Asla çiğ yenmemesi gereken 11 yiyecek

İçindekiler:

Anonim

Her ne kadar sorunsuz çiğ yiyebileceğimiz yiyecekler olsa da, birçoğu onları sindirmek için yemeden önce pişirilmelidir. Bazen, sağlığımızı etkileyebilecek bakteriler ve parazitler içerdikleri, diğer zamanlarda sindirim sistemimiz onları iyi işleyemedikleri ve hatta çiğ oldukları için zehirli olabilmeleri olacaktır. Bu yüzden asla çiğ yenmemesi gereken 11 yiyeceğin ne olduğunu açıklayacağız .

Şüphesiz, aşağıdaki listeyi gördüğünüzde, "gerçekten" asla bu yiyecekleri pişirmeden yemeyeceğinizi düşüneceksiniz, çünkü hiç hissetmiyorsunuz, ancak bunu yapmanın sağlığınızı tehlikeye atacağını bilmelisiniz. Şüphesiz, en iyi taze ve çiğ yenen birçok bileşen vardır, havuç, salatalık veya marul gibi sebzelerin çoğunu düşünelim, ancak onlardan faydalanabilmemiz için pişirilmesi gereken başkaları da var. Ne olduklarını öğrenir miyiz?

1. Kuru fasulye

Bu ham baklagili doğrudan yersek , sadece bizim için kötü bir tadı değil, birkaç saat içinde bulantı, kusma ve mide rahatsızlığı olurdu. Suçlu?

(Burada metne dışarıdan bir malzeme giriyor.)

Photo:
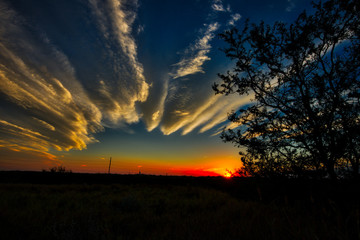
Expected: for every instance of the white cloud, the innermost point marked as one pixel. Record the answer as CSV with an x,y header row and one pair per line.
x,y
118,101
196,54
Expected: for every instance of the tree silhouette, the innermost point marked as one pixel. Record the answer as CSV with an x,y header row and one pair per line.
x,y
304,77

Lektin adı verilen doğal bir toksin, bu yüzden pişirmeden önce en az beş saat boyunca kırmızı fasulyeleri suya batırmak ve yemeden önce en az 30 dakika kaynatmak en iyisidir.

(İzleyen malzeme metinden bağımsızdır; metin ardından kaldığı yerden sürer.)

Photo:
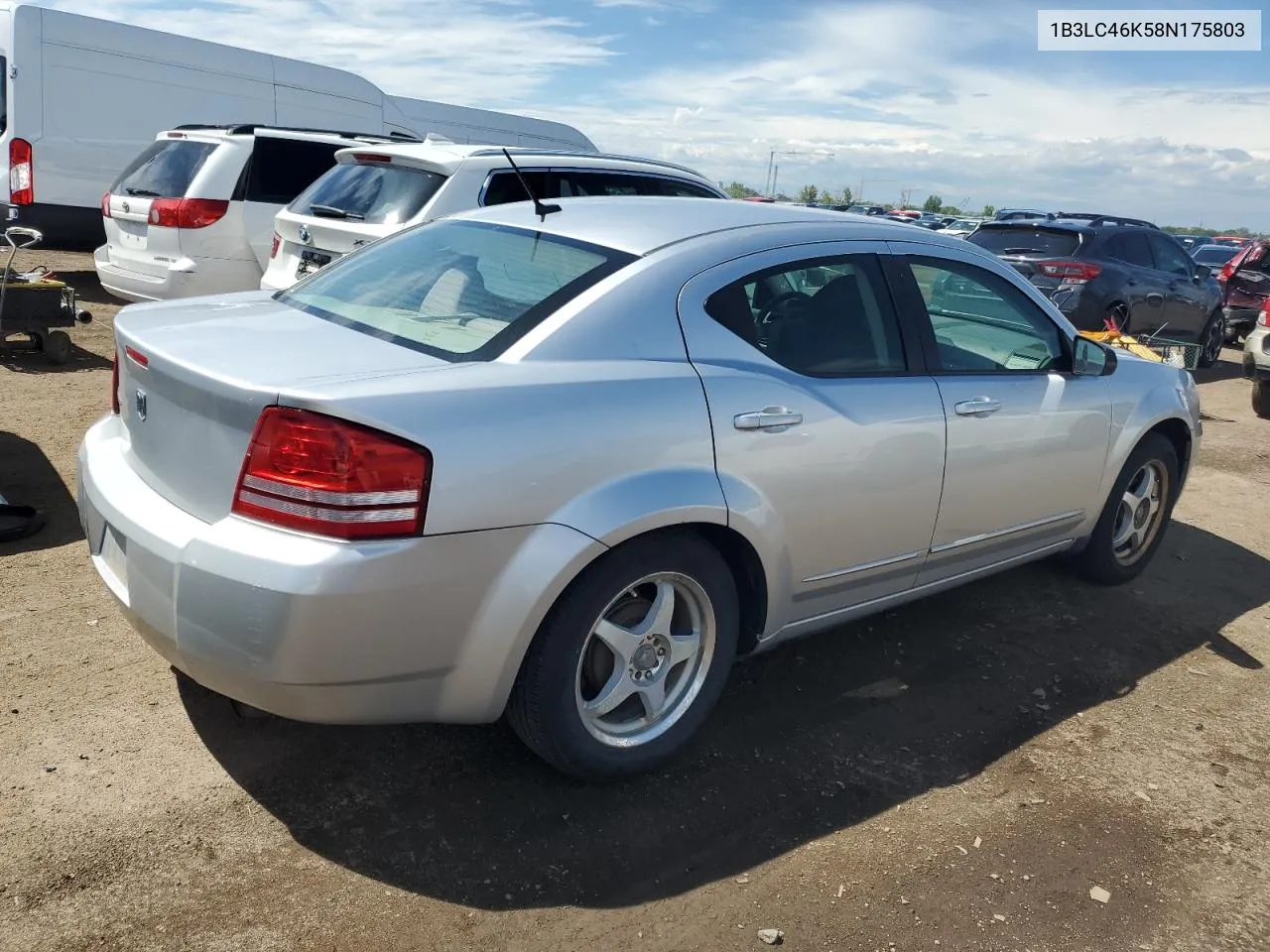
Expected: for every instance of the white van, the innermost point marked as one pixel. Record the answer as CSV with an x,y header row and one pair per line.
x,y
80,96
193,213
375,191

Kırmızı fasulye protein, lif ve antioksidanlarla doludur, ancak çiğ yemek, midede felahem gastrointestinal rahatsızlığa ve gıda zehirlenmesine benzer semptomlara neden olabilen bir lektin taşıdığı için midelerimize zarar verebilir . Pişirildiğinde, bu zehirli bileşiğin miktarı önemli ölçüde azalır ve vücudun bu bileşeni zararsız bir şekilde sindirmesine izin verir.

2. Acı badem

Genellikle yediğimiz badem "tatlı" bademlerdir ve alışkanlıklarını değiştirmemek için birçok sağlık nedeni vardır, ancak acı bademler, hidrojen siyanür ve suyun tehlikeli bir kombinasyonu olan hidrokiyanik asit içerdikleri için kötü kız kardeşleri gibidir. Size bir fikir vermek için, bir yetişkini öldürmek için sadece yaklaşık 70 çiğ acı badem yeterli olacaktır. Neyse ki, pişirilirlerse zararsızdırlar ve çoğu marketler bunları satmaz. Onları bulabileceğiniz en olası yerler badem özü ve badem aromalı likörlerdir.

Hidrojen siyanür zehirlenmesi, yenen acı badem miktarına bağlı olarak kusma ve nöbetlerden kaynaklanan baş dönmesi ve baş ağrısı semptomlarını içerir, bu nedenle bu yiyeceği beyazlatmak veya tost etmek çok önemlidir , çünkü bu zararlı bileşenini yok eder.

3. Patates

Muhtemelen çiğ patates yemek istemezsiniz, ama aslında onları yememeniz için çok iyi bir neden var . Çiğ patatesler sadece vücudunuza zarar verebilecek toksinler içermez, aynı zamanda çiğ nişastası da şişkinlik gibi sindirim rahatsızlığına neden olabilir. Bu nedenle, bu nişastaları parçalamak için onları kaynatmak, pişirmek, kızartmak veya kızartmak gerekir.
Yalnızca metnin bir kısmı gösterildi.